Not sure whether twogtp would cause any issues. cc @qucheng
I found a work around by running games individually so that it resets memory usage, might confirm later if it was two-gtp related if I get some spare time.
For those that are interested this is the command that I ran to work around it (you can adjust number of games etc depending on how much memory is being used up):
#!/bin/bash
BLACK="player_b.sh"
WHITE="player_w.sh"
for i in {1..50}
do ./gogui-twogtp -black "$BLACK" -white "$WHITE" -games 1 \
-size 19 -sgffile game_filename_$i -auto -verbose -debugtocomment -komi 7.5
done
twogtp will just be 2 copies of ELF, which will consume ~5G. Might exceed max mem on some hardware.

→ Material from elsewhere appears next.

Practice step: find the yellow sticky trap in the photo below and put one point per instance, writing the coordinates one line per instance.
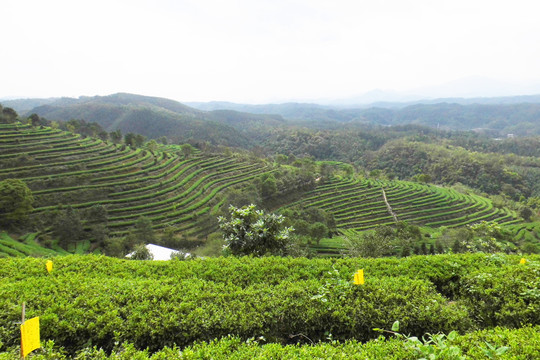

For experimental reasons, would it be possible to direct me to where the code is to remove the entire subtree created by the AI after each move (not just the unused portion)?
@downseq remove --persistent_tree
would clean up the existing tree before each move. See here: https://github.com/pytorch/ELF/blob/master/src_cpp/elf/ai/tree_search/mcts.h#L142
@downseq remove
--persistent_tree
would clean up the existing tree before each move. See here: https://github.com/pytorch/ELF/blob/master/src_cpp/elf/ai/tree_search/mcts.h#L142
Thanks for the confirmation.
So it seems keeping the subtree after each move is not set as default as it was in the AlphaGo Zero paper?
@downseq It is always helpful. If the memory allows, this should always help in boosting the performance with zero additional cost. So why not?
I think there is still some confusion as to whether it is on by default or not, but it seems like it is left on as default, so maybe I have misinterpreted your comment earlier.